Dr Lodder explained the monumental effort needed to create a film version of his exhibition in less than two weeks: “The idea was to give a ‘viewers' eye" of the exhibition. I, and the amazing teams at Sparkly Light and at Chatham had to contact all original lenders, and re-source the digital resources required to turn a three-dimensional exhibition into a film.
“Navigating the complexities of copyright permissions at fast pace and with basically no money has been a wild ride but it’s exciting that people will still be able to see the show.
“We hope it will mean people who otherwise wouldn't have visited can see it and experience the amazing stories; and also whet the appetite of those who will see it when it re-opens.”
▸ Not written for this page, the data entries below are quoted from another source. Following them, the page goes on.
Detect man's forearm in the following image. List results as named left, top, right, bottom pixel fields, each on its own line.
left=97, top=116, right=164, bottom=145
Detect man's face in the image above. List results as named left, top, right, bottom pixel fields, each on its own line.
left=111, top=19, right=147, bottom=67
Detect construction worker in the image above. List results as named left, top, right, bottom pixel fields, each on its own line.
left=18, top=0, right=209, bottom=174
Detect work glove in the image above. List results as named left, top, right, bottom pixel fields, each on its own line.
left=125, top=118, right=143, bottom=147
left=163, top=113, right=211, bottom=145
The exhibition shows how tattoo art has been embraced by all walks of society throughout British history.
"Navigating the complexities of copyright permissions at fast pace and with basically no money has been a wild ride but it's exciting that people will still be able to see the show."
“Tattooing has been essentially a constant presence in Western cultures since at least the early modern period. There is no clear period when tattooing was ‘confined to sailors’, and no clear period when it came to signify a particular commitment to fashion or trends,” said Dr Lodder.
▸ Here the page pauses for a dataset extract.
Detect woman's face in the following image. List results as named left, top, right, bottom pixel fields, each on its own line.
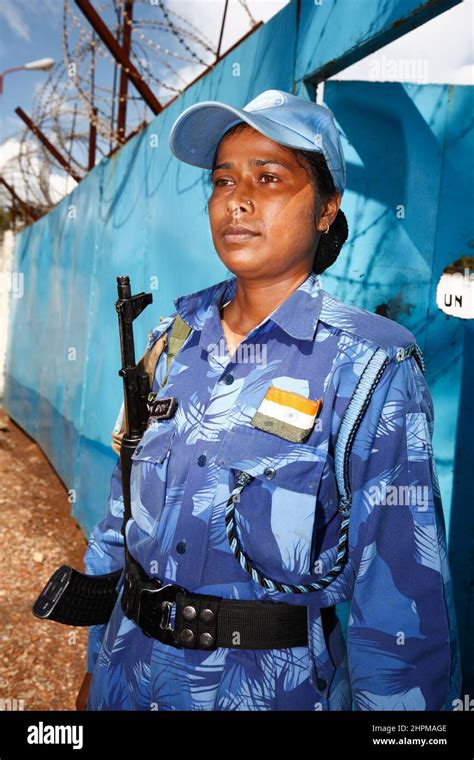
left=208, top=125, right=325, bottom=281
The exhibition includes work by major artists including George Burchett, Alex Binnie and Lal Hardy, as well as pieces from three of the most important private collections of tattoo material in Britain belonging to Paul ‘Rambo’ Ramsbottom, Willie Robinson, and Jimmie Skuse.
Dr Lodder, whose research towards this exhibition dates back to his days as a PhD student, explained why tattoo art is so important: “We can learn much about a culture, and about individual makers and buyers of art, by examining the images they make and surround themselves with. This is particularly true about the images people choose to permanently inscribe on their bodies in the painful, intimate and often expensive process of tattooing.
“By telling the stories of this most intimate of art forms the exhibition becomes an overview of the hopes, fears and passions of people across a range of classes and social circumstance. It tells a popular art history which reveals much about our attitudes to faith, class, gender, nationality, conflict, anxiety, and love and thus presents a window into the inner lives of people so often missing from historical writing.”